Edgar Award winner Dana Stabenow has written nine atmospheric crime novels featuring the very prickly, very human Kate Shugak, but her novels also have a scene-stealing costar: Alaska, unforgiving, breathtaking, dangerous, and beautiful. Stabenow's evocation of this wilderness, combined with her talent for bringing characters to life and creating knuckle-whitening suspense, has made her "one of the strongest voices in crime fiction." (Seattle Times).
Now in Midnight Come Again, all these elements come together for Stabenow's most compelling Kate Shugak novel to date.

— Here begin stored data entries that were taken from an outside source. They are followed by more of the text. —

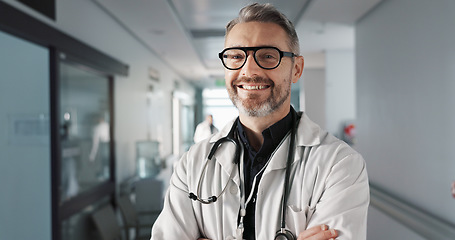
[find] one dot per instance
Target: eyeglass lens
(267, 58)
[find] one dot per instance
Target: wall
(405, 98)
(315, 97)
(25, 189)
(340, 89)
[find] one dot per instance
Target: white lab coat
(203, 131)
(330, 186)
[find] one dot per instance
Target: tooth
(253, 87)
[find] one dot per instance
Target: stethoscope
(283, 233)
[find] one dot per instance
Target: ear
(297, 69)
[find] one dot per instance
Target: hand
(321, 232)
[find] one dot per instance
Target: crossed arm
(321, 232)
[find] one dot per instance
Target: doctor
(291, 178)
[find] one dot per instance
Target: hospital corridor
(100, 101)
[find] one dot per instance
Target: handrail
(421, 222)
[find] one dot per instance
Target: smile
(253, 87)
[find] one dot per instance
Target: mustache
(254, 79)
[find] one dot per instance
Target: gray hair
(267, 13)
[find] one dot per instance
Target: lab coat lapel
(224, 155)
(308, 134)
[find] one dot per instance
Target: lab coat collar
(309, 134)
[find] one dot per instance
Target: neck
(254, 126)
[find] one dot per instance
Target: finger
(318, 233)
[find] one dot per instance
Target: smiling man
(271, 173)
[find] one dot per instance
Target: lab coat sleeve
(344, 198)
(177, 219)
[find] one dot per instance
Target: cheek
(230, 76)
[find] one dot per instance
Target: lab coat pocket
(297, 217)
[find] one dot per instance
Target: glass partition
(84, 116)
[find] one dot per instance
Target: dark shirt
(255, 161)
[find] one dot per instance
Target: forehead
(255, 34)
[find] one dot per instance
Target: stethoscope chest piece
(286, 235)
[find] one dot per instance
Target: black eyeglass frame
(255, 49)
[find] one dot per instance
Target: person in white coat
(205, 129)
(271, 173)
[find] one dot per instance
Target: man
(327, 192)
(204, 129)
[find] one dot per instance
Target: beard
(252, 105)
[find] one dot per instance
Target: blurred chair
(106, 223)
(133, 219)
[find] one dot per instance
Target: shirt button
(233, 189)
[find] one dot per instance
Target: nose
(250, 67)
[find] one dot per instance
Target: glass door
(85, 155)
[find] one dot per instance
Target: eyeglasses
(266, 57)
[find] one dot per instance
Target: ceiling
(188, 34)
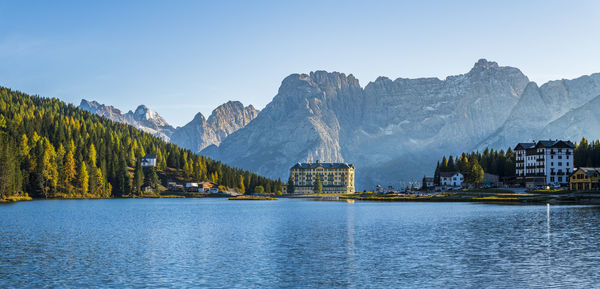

Kate, a former investigator for the Anchorage D.A. and now a P.I. for hire, is missing after a winter spent in mourning. Alaska State Trooper Jim Chopin, Kate's best friend, needs her to help him work a new case. He discovers her hiding out in Bering, a small fishing village on Alaska's western coast, living and working under an assumed name-- working hard, as eighteen-hour workdays seem to be her only justification for getting up in the morning. But before they can even discuss Kate's last several months, or what Jim is doing looking for her in Bering, they're up to their eyes in Jim's case, which is suddenly more complicated-- and more dangerous-- than they suspected.
A magnificent crime novel about life in America's last wilderness, the heart-wrenching grief that goes with love, and murder, Midnight Come Again is Dana Stabenow's best novel to date.